Practice: cut the bullfrog into pieces, use half a teaspoon of salt, half a teaspoon of cooking oil, half a teaspoon of black pepper and two teaspoons of dry starch, grab it evenly by hand and marinate it for ten minutes. Boil chestnuts in water 10-20 minutes, remove cold water for later use, circle green and red peppers and slice ginger. Boil 80% oil in the pot, put the bullfrog in and fry it over high fire. Throw them in one by one, don't turn at first, shake the pot until the bullfrogs can disperse, and then push them out with chopsticks. Deep-fry chestnuts in a pot and take them out when the skin is slightly brittle. Fried chestnuts with bullfrogs for later use. Pour out all the oil from the fried bullfrog. There is enough oil in the pot to stir-fry onions, ginger and garlic. Release, soy sauce, cooking wine, rock sugar, and soup in a bowl to boil. Pour in bullfrogs and chestnuts, bring to a boil and stew for 5 minutes. Add half a teaspoon of salt and collect the juice with high fire. When the juice in the pot is not dry, add the green and red peppers and stir fry over high heat.
Chestnut pork belly
Ingredients: chestnut, pork belly, soy sauce, soy sauce, ginger, rock sugar.

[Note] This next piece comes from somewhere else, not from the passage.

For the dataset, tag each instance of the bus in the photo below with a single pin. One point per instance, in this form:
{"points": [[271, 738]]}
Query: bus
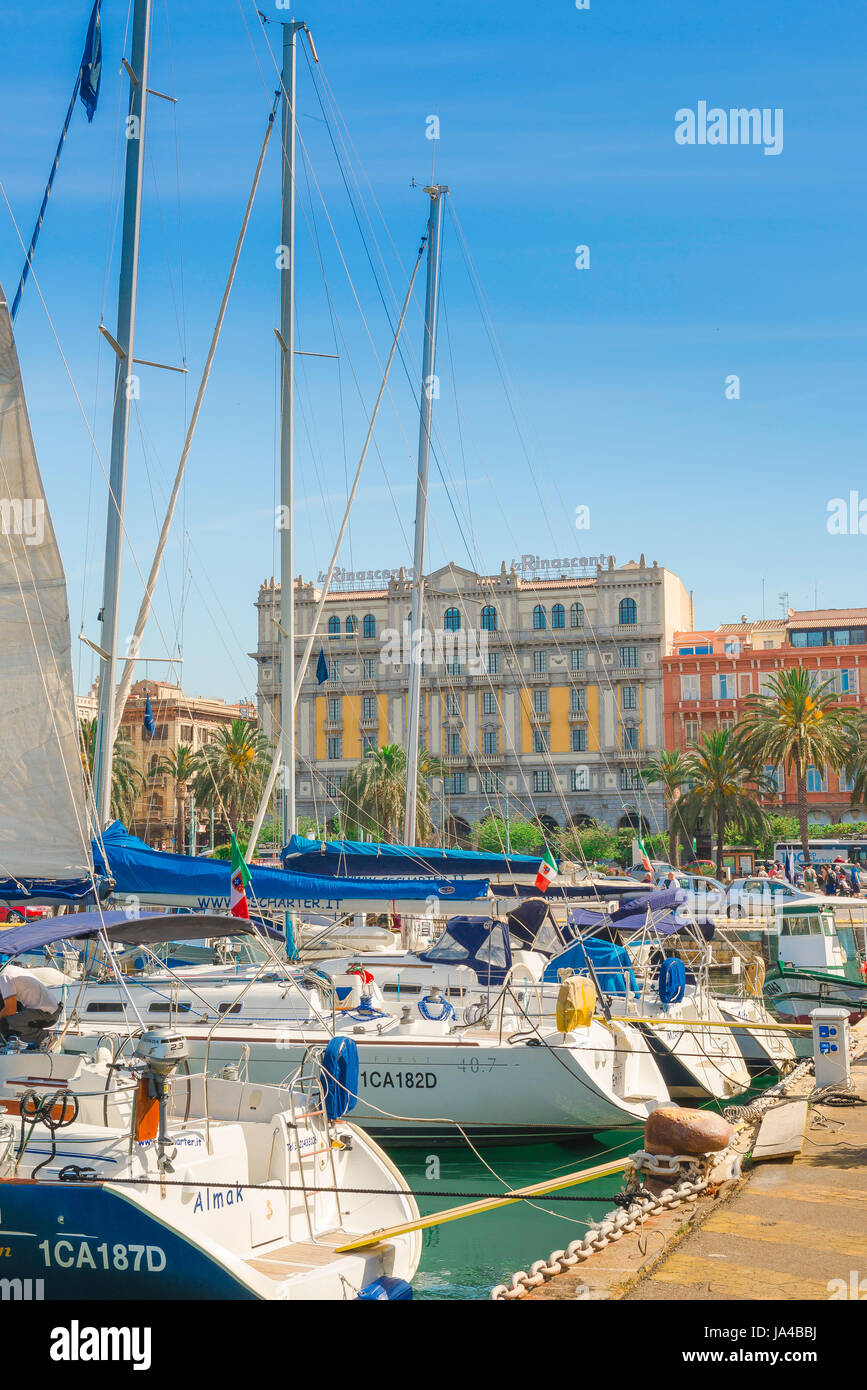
{"points": [[826, 851]]}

Practice: Peel chestnuts and remove the pulp. Cut the pork belly into 1.5 cm square pieces, put them in a pot, blanch them in cold water and take them out for later use. Put a little oil in the pot and stir-fry rock sugar. Stir-fry the sugar until brown. Pour in the blanched meat. Stir-fry for 2-3 minutes, and let the fat in the meat stir slightly. Add chestnuts. Add boiled water without any ingredients and pour in soy sauce at the same time. Bring it to a boil with high fire, and then turn it to low heat. Cook on low heat for about half an hour. Add ginger and simmer 10 minutes. Add special soy sauce. The special soy sauce is very salty, so you can add no salt. Special soy sauce can also be replaced by soy sauce. Then you can collect the juice with fire.
Shrimp chestnuts
Ingredients: chestnut, shrimp, onion, garlic moss, bean paste, ginger slices, oil consumption, salt.
Practice: cooked chestnuts, chopped green onion and garlic moss. Put oil in the pan, add bean paste and ginger slices and stir-fry until fragrant. Pour in the shrimp and stir well. Add chestnuts, oyster sauce, salt and a little boiled water, stir-fry until the shrimp is 80% cooked. Add garlic and onion and stir well.